Ciemności nad Morskim Okiem obrosły już legendą. Kilka lat temu, w okresie sylwestra, kilkadziesiąt osób utknęło na Włosienicy po zmroku. Postawili na nogi wszystkie służby, bo nie mieli jak się dostać na dół. Nikt wówczas nie był ranny, nikomu nie nie dolegało. Poza tym, że wyruszyli w góry za późno i zapomnieli, że wieczorami robi się ciemno, a szlak to nie Krupówki i nie ma tam latarni ulicznych.
Wówczas interweniowała straż pożarna, policja, straż Tatrzańskiego Parku Narodowego. Służby oświetlały drogę wędrowcom, by ci mogli bezpiecznie zejść do Palenicy Białczańskiej. "Dramat" turystów wywołał salwę śmiechu w internecie. W samym zaś schronisku następnego dnia ktoś powiesił kartkę "Uwaga, dziś nad Morskim Okiem znów zrobi się ciemno".
Miała czerwone światło. Nie zatrzymała się. Dramatyczne nagranie
"Nie ma koni, jest ciemno, daleka droga"
Sytuacja jednak lubi się powtarzać. Powtórzyły się w ostatni długi weekend listopadowy. W poniedziałek 10 listopada, po godz. 18, grupa ok. 30 osób zadzwoniła do TOPR.
- Byli na Włosienicy, zgłaszali, że konie już nie jeżdżą, jest ciemno, a oni są zmęczeni, daleka droga przed nimi. Że nie przygotowali się na takie zakończenie wędrówki - mówi Krzysztof Długopolski, ratownik TOPR. Podkreśla, że nikomu z tej grupy nic się nie stało, nikt nie był ranny, nie miał żadnych dolegliwości.
Tym razem akcja ratunkowa nie ruszyła. - Udało nam się przekonać tych ludzi, by zwarli się w grupę i ruszyli pieszo na Palenicę Białczańską. Ktoś tam miał latarkę - mówi ratownik.
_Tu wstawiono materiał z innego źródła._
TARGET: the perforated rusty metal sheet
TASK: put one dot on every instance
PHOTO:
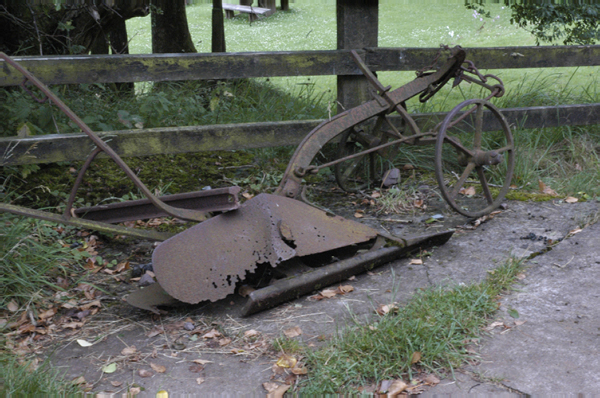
(206, 261)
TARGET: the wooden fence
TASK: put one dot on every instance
(166, 67)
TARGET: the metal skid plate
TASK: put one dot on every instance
(206, 261)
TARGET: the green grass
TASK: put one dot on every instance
(33, 257)
(21, 380)
(438, 323)
(311, 25)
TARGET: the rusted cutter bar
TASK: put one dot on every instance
(189, 206)
(291, 288)
(213, 200)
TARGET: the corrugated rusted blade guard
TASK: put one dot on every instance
(206, 261)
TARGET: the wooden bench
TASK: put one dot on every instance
(252, 12)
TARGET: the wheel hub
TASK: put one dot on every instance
(487, 158)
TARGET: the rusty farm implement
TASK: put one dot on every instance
(295, 245)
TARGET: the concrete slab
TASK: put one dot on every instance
(555, 350)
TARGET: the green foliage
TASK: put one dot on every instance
(33, 256)
(19, 380)
(573, 22)
(166, 105)
(438, 323)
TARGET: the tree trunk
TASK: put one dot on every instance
(170, 32)
(218, 34)
(120, 45)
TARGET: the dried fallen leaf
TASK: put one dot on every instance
(201, 361)
(384, 309)
(432, 380)
(196, 368)
(299, 371)
(278, 391)
(47, 314)
(493, 325)
(396, 388)
(270, 387)
(158, 368)
(78, 380)
(95, 303)
(245, 290)
(292, 332)
(286, 361)
(213, 334)
(546, 189)
(123, 266)
(110, 368)
(13, 306)
(328, 293)
(129, 350)
(416, 357)
(469, 191)
(145, 373)
(251, 333)
(344, 289)
(73, 325)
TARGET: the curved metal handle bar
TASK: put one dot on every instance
(185, 214)
(310, 146)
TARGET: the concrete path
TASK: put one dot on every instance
(554, 345)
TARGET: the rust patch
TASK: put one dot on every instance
(206, 261)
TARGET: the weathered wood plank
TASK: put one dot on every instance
(391, 59)
(174, 67)
(206, 66)
(68, 147)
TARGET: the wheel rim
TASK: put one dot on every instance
(474, 168)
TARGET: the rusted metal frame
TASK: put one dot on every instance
(79, 180)
(291, 288)
(213, 200)
(315, 169)
(326, 131)
(185, 214)
(83, 223)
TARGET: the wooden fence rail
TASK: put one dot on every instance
(166, 67)
(68, 147)
(170, 67)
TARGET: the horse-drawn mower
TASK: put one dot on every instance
(296, 246)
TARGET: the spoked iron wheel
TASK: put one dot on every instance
(473, 168)
(364, 171)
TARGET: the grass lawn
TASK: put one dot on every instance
(311, 25)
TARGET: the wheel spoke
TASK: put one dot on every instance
(458, 145)
(478, 127)
(461, 180)
(485, 186)
(351, 168)
(505, 148)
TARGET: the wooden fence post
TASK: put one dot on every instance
(357, 27)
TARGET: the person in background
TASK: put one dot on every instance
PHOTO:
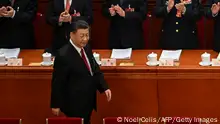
(126, 21)
(60, 15)
(179, 28)
(16, 18)
(77, 76)
(212, 11)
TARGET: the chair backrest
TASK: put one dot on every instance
(64, 120)
(182, 120)
(10, 121)
(121, 120)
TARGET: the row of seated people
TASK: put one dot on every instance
(107, 120)
(180, 17)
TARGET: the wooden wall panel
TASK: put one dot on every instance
(99, 36)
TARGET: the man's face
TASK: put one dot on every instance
(80, 38)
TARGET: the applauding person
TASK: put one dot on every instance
(126, 18)
(16, 17)
(179, 29)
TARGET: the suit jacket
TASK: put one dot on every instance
(73, 87)
(216, 18)
(178, 33)
(61, 32)
(18, 31)
(126, 32)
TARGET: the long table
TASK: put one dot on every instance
(187, 90)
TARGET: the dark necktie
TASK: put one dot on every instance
(84, 59)
(121, 2)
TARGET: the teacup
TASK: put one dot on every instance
(152, 58)
(205, 58)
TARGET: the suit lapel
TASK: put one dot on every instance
(76, 58)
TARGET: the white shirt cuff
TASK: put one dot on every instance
(214, 15)
(184, 11)
(168, 10)
(13, 14)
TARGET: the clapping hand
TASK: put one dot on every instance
(180, 7)
(120, 11)
(215, 8)
(170, 4)
(112, 11)
(3, 10)
(65, 17)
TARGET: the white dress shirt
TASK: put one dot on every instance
(79, 51)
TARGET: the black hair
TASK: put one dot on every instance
(79, 24)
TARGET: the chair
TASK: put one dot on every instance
(180, 120)
(121, 120)
(64, 120)
(10, 121)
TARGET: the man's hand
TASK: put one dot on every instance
(108, 95)
(215, 8)
(181, 7)
(56, 111)
(112, 11)
(65, 17)
(9, 13)
(170, 5)
(120, 11)
(3, 10)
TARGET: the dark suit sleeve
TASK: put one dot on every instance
(102, 85)
(140, 13)
(207, 10)
(52, 17)
(87, 14)
(59, 78)
(28, 15)
(105, 8)
(193, 10)
(161, 9)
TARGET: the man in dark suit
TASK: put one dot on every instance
(77, 77)
(179, 29)
(212, 11)
(16, 17)
(61, 13)
(126, 18)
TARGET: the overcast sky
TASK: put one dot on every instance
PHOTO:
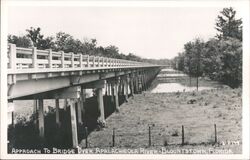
(145, 31)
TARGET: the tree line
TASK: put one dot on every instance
(67, 43)
(219, 58)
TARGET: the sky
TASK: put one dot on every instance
(149, 32)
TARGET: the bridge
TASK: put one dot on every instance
(44, 74)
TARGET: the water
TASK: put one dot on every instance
(176, 87)
(176, 81)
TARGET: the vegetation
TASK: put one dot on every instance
(220, 58)
(67, 43)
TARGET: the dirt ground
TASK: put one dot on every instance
(167, 112)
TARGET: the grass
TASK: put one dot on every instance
(168, 112)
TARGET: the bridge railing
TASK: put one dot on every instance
(34, 59)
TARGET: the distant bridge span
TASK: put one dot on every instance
(45, 74)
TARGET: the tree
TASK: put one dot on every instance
(38, 39)
(20, 41)
(228, 25)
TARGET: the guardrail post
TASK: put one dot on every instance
(80, 61)
(73, 123)
(62, 59)
(34, 58)
(57, 113)
(93, 61)
(99, 61)
(102, 61)
(50, 58)
(72, 60)
(12, 54)
(87, 60)
(41, 118)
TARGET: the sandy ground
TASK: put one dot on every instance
(167, 112)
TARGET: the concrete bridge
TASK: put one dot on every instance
(44, 74)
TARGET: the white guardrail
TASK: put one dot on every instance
(32, 59)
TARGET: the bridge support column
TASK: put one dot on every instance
(116, 84)
(99, 88)
(101, 118)
(136, 84)
(112, 92)
(65, 104)
(11, 109)
(73, 122)
(126, 82)
(41, 118)
(79, 111)
(131, 85)
(83, 99)
(57, 113)
(35, 106)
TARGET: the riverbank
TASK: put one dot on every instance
(167, 112)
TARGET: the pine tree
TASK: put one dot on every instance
(228, 25)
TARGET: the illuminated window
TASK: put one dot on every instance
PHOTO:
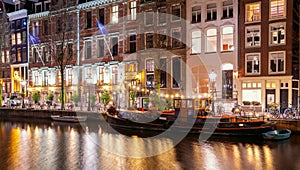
(115, 14)
(176, 37)
(227, 9)
(101, 75)
(19, 39)
(114, 46)
(132, 10)
(176, 72)
(227, 38)
(162, 17)
(211, 40)
(88, 19)
(252, 64)
(149, 16)
(88, 49)
(253, 12)
(196, 14)
(176, 12)
(132, 43)
(276, 62)
(196, 41)
(13, 39)
(277, 9)
(70, 76)
(150, 73)
(100, 47)
(277, 33)
(211, 12)
(149, 40)
(114, 75)
(252, 36)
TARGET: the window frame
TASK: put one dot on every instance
(114, 14)
(198, 39)
(277, 17)
(173, 39)
(246, 12)
(252, 69)
(253, 36)
(196, 12)
(271, 35)
(222, 38)
(86, 50)
(172, 72)
(212, 36)
(175, 18)
(227, 8)
(132, 10)
(277, 65)
(211, 10)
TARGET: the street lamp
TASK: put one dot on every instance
(212, 77)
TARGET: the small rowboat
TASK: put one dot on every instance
(69, 118)
(277, 134)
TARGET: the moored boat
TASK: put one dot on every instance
(277, 134)
(74, 119)
(225, 125)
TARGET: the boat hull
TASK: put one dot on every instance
(74, 119)
(211, 127)
(277, 134)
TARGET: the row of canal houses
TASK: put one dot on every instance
(251, 46)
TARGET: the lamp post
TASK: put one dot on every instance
(212, 78)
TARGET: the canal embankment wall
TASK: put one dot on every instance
(46, 114)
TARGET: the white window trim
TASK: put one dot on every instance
(149, 12)
(246, 12)
(206, 10)
(180, 38)
(158, 14)
(85, 52)
(270, 37)
(256, 26)
(259, 56)
(196, 5)
(192, 41)
(284, 13)
(269, 62)
(112, 18)
(131, 16)
(172, 71)
(207, 37)
(221, 38)
(97, 41)
(151, 32)
(172, 19)
(38, 4)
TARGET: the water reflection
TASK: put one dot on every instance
(52, 145)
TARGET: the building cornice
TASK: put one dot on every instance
(17, 14)
(38, 15)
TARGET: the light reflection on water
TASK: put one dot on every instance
(49, 145)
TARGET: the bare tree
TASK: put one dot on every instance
(61, 42)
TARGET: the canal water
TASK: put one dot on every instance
(43, 144)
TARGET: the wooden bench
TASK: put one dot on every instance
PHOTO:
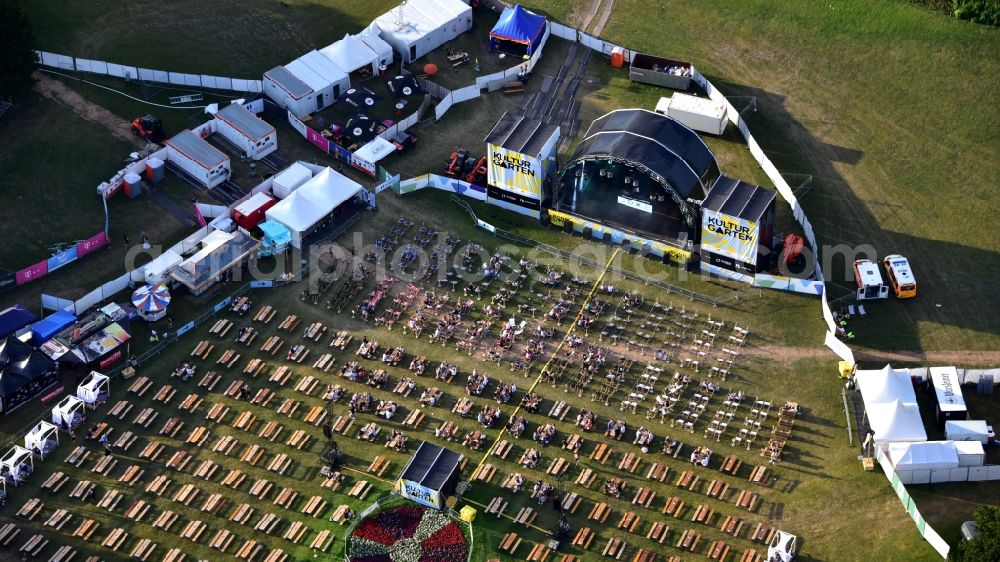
(138, 510)
(315, 506)
(225, 444)
(143, 549)
(165, 394)
(629, 463)
(120, 409)
(378, 465)
(628, 522)
(497, 506)
(614, 549)
(285, 497)
(586, 478)
(599, 512)
(165, 520)
(55, 481)
(209, 380)
(86, 529)
(158, 486)
(689, 540)
(746, 500)
(115, 539)
(510, 542)
(110, 500)
(601, 453)
(718, 550)
(674, 507)
(242, 513)
(193, 530)
(703, 514)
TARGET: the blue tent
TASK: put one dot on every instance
(518, 31)
(43, 330)
(14, 318)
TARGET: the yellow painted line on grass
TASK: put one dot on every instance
(555, 353)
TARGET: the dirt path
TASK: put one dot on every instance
(59, 93)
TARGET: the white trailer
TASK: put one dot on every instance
(199, 159)
(698, 114)
(249, 133)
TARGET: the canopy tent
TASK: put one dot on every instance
(351, 54)
(151, 301)
(14, 318)
(44, 436)
(518, 31)
(69, 412)
(312, 203)
(894, 422)
(417, 27)
(94, 389)
(885, 385)
(431, 475)
(158, 270)
(17, 465)
(375, 150)
(49, 326)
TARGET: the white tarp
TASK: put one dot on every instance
(375, 150)
(885, 385)
(350, 54)
(895, 421)
(931, 455)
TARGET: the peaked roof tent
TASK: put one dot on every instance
(738, 198)
(288, 82)
(520, 134)
(431, 466)
(244, 121)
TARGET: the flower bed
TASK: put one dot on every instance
(408, 533)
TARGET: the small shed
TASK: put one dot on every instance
(251, 134)
(44, 436)
(94, 390)
(250, 213)
(197, 158)
(431, 475)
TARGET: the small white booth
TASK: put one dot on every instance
(44, 436)
(17, 465)
(94, 390)
(69, 411)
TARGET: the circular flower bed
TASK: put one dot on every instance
(407, 533)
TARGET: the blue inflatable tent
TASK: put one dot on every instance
(43, 330)
(14, 318)
(518, 32)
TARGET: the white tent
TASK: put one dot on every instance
(931, 455)
(350, 54)
(157, 271)
(885, 385)
(17, 464)
(69, 410)
(289, 180)
(383, 50)
(312, 203)
(417, 27)
(45, 436)
(895, 421)
(375, 150)
(95, 389)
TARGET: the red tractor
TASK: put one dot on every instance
(456, 165)
(478, 173)
(148, 127)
Potem już nie zgłaszali się do ratowników.
Turyści wybierający się w góry powinni brać po uwagę, że zmrok w okresie jesienno-zimowym zapada wcześniej. Teraz ciemno zaczyna się robić już ok. godz. 16. O godz. 18 w Tatrach jest już zupełnie ciemno. Tymczasem wozy konne nie kursują po szlaku do zmroku.
Mimo tłumów weekend spokojny
Jak podkreśla TOPR, mimo że do Zakopanego na długi weekend przyjechało bardzo dużo turystów, w górach doszło doszło do niewielkiej liczby interwencji.
- W górach również był duży ruch, a mimo to stosunkowo niewiele interwencji. Zanotowaliśmy ok. 13 działać. Głównie udzielaliśmy pomoc przy kontuzjach kończyn, pobłądzeniach. W kilku przypadkach używaliśmy śmigłowca - wylicza Krzysztof Długopolski.
M.in. na Orkanu w Tatrach Zachodnich, gdzie turysta spadł kilka metrów. Wydawało się, że doszło do poważnego wypadku. Okazało się, że praktycznie nic mu się nie stało. Śmigłowiec poleciał także m.in. do Jaworzynki, gdzie na szlaku turysta doznał bolesnego złamania nogi.